So, I'm facing this problem, find all values of $\beta \in R$ : $u(x):= \max\{||x||^\beta -5,0\} \in W^{1,2}(R^2)$. For past exam contents I've seen that this kind of exercise, with this function defined by max or min comes often.
if the function $u(x) \in W^{1,2}(R^2)$ we must have $||u(x)||_{W^{1,2}(R^2)} < +\infty$.
By definition $||u(x)||_{W^{1,2}(R^2)} = ||u(x)||_{L^2(R^2)} + ||\nabla u(x)||_{L^2(R^2)}$.
1) the $|| u(x) ||$ is a module in this context? The notation confuse me.
2) I've tried to solve this, starting from the norm in $L^2(R^2)$, because all the Sobolev norm must be limited; I end stuck at this point:
${||u(x)||_{L^2(R^2)}}^2 =\int_{- \infty}^0 ((-x)^\beta -5)^2dx+=\int_{0}^{ +\infty} ((+x)^\beta -5)^2dx$
Am I supposed to extract the condition from here? Because there are some $x$ that do not have the $\beta$ and lead to divergence.

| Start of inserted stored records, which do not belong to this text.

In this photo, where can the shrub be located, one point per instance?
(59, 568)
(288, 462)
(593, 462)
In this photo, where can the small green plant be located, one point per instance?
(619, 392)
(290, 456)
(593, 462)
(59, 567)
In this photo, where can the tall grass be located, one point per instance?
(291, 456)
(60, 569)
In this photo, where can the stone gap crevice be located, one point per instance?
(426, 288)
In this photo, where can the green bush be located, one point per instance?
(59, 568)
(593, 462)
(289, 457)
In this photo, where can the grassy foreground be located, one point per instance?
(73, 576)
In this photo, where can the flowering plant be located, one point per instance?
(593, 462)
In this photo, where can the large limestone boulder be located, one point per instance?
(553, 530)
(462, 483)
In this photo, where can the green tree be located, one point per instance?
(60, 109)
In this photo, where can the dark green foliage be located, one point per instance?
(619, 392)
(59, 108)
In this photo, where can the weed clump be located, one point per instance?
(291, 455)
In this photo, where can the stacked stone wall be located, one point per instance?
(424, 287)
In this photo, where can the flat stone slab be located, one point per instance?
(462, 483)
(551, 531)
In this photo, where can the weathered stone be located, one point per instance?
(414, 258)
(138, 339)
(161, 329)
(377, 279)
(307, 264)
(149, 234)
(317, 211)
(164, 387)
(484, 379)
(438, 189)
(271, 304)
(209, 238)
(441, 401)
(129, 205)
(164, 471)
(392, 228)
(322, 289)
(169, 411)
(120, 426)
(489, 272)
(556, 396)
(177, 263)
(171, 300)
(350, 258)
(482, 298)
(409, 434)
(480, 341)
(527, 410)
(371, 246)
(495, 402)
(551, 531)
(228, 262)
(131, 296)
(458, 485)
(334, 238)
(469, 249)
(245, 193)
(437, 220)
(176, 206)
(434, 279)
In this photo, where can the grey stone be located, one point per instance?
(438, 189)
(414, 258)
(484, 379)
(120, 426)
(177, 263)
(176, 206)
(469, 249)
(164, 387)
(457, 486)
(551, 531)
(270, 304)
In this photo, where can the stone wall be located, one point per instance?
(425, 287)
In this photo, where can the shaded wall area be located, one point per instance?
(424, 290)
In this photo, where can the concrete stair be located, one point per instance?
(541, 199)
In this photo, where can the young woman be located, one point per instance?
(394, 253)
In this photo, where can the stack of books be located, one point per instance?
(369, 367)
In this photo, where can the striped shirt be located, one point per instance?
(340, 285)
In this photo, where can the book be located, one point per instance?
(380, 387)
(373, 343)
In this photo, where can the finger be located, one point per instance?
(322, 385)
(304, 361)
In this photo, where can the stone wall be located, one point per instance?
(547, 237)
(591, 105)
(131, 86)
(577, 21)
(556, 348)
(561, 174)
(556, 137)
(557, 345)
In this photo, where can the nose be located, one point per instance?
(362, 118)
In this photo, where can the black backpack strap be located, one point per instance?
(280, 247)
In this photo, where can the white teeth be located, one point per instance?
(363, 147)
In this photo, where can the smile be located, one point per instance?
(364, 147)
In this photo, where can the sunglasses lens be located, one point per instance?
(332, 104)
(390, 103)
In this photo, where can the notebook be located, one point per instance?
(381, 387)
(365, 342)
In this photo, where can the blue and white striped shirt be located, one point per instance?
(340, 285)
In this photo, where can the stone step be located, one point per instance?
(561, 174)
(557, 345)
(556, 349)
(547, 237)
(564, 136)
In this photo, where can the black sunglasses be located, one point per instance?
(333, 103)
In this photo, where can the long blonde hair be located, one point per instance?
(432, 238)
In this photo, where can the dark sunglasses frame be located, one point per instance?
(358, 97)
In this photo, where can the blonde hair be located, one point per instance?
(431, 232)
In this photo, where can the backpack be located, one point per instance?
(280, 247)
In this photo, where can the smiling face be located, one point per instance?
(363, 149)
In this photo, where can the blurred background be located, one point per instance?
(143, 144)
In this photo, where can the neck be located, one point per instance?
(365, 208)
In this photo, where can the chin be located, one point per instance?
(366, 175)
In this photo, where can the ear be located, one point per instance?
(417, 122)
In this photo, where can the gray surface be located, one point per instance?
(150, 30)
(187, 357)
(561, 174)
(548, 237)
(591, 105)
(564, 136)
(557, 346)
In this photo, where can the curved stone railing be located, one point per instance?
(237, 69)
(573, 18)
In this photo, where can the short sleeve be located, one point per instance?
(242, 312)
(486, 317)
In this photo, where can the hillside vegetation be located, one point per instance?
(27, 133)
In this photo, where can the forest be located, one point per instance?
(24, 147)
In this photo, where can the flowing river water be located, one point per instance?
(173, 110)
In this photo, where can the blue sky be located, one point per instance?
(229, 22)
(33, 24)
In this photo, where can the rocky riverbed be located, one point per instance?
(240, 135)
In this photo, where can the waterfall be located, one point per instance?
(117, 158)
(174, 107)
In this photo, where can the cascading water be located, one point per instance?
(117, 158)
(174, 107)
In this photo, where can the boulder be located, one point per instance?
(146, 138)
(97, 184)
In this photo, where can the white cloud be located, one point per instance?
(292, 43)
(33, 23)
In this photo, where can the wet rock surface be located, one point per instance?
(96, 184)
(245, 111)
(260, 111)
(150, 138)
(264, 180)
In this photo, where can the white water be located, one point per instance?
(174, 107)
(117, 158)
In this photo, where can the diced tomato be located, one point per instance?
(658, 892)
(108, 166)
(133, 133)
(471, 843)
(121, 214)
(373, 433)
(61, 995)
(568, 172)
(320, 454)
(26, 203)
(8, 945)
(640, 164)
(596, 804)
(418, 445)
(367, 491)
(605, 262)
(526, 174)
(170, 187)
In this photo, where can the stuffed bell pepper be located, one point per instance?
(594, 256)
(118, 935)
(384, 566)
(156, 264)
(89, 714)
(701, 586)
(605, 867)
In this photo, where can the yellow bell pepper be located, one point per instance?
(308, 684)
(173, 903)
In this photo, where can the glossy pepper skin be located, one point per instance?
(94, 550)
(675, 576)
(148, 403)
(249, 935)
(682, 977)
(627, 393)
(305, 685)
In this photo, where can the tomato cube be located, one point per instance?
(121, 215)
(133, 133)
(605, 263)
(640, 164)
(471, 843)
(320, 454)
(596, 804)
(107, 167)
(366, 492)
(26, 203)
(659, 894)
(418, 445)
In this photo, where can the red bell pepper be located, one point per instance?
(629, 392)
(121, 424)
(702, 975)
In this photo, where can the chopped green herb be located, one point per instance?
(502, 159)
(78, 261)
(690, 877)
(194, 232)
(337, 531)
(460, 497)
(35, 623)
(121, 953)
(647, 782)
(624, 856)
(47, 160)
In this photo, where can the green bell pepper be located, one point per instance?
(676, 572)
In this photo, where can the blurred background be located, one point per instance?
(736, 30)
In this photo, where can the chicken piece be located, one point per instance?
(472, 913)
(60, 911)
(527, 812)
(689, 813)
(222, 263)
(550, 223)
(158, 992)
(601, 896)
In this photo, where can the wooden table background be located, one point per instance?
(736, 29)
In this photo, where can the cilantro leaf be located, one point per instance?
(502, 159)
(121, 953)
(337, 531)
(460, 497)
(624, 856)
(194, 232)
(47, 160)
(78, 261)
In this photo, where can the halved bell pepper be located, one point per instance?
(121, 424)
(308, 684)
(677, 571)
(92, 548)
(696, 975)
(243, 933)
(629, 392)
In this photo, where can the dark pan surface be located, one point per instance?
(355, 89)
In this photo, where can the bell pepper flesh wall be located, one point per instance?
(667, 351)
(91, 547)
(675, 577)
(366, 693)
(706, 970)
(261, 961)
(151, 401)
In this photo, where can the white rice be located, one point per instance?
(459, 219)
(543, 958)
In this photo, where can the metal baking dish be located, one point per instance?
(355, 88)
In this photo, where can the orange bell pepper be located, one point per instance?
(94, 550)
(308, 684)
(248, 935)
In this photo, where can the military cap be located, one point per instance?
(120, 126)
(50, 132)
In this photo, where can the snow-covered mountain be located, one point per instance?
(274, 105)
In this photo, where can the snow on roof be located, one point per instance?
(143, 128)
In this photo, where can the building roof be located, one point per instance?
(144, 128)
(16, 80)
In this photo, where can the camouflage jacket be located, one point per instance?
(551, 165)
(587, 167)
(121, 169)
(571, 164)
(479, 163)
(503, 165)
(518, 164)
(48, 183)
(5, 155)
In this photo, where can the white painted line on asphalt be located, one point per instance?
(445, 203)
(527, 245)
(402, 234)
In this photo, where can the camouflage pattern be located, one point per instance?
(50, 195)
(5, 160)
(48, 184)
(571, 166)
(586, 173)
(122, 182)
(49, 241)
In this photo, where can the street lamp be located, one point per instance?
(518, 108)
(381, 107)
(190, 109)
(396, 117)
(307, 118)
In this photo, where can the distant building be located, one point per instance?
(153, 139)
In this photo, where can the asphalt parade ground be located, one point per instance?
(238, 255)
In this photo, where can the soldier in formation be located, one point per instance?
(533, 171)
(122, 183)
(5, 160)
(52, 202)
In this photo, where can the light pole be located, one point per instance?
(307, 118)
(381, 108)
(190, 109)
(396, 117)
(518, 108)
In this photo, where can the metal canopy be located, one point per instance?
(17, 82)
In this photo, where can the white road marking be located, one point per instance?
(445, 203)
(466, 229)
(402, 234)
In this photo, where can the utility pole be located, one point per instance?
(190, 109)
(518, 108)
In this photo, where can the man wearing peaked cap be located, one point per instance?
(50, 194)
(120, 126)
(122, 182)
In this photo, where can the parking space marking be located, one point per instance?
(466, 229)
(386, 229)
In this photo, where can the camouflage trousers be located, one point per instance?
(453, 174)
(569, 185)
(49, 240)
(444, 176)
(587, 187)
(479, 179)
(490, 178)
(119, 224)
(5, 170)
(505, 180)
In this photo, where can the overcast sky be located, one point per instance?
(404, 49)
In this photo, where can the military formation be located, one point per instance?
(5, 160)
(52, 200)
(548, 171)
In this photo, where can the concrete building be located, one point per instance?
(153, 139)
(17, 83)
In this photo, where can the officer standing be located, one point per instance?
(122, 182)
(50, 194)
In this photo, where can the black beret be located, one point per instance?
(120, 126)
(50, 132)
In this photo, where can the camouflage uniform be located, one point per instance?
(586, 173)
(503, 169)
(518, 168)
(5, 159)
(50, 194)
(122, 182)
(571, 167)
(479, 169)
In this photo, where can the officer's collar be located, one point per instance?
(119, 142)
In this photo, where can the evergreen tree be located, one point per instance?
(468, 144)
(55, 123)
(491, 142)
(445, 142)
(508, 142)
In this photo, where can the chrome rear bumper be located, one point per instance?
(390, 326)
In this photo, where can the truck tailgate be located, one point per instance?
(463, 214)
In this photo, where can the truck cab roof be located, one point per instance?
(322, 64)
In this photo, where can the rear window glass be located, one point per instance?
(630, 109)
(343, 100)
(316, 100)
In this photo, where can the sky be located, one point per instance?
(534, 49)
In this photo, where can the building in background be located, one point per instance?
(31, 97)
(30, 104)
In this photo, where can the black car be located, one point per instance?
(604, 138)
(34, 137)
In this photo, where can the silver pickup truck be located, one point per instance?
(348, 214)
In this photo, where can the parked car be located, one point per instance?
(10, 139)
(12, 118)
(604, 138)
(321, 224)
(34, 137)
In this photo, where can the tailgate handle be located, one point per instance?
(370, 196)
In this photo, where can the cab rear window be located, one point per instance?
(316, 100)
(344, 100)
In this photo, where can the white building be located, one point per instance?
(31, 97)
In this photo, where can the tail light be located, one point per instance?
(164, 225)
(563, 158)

The norm for the $0$ is of course some constant $c \in R^+$
What am I missing?
I think that $x=(x_1,x_2)\in\mathbb{R}^2$ so the $L^2$ norm should be computed in $\mathbb{R}^2$ and not in $\mathbb{R}$ as you are doing. If $\beta>0$, then $||x||^\beta>5$ for all $||x||$ large. In this case you have that $$\lim_{||x||\to\infty}u(x)=\infty$$ and so your function cannot be in $L^2(\mathbb{R}^2)$.
If $\beta=0$, then $u=0$.
If $\beta<0$ then $u$ is zero outside of a ball of radius $5^{1/\beta}$. Hint: Use polar coordinates to study the integrability of $u$ and $\nabla u$ in that ball.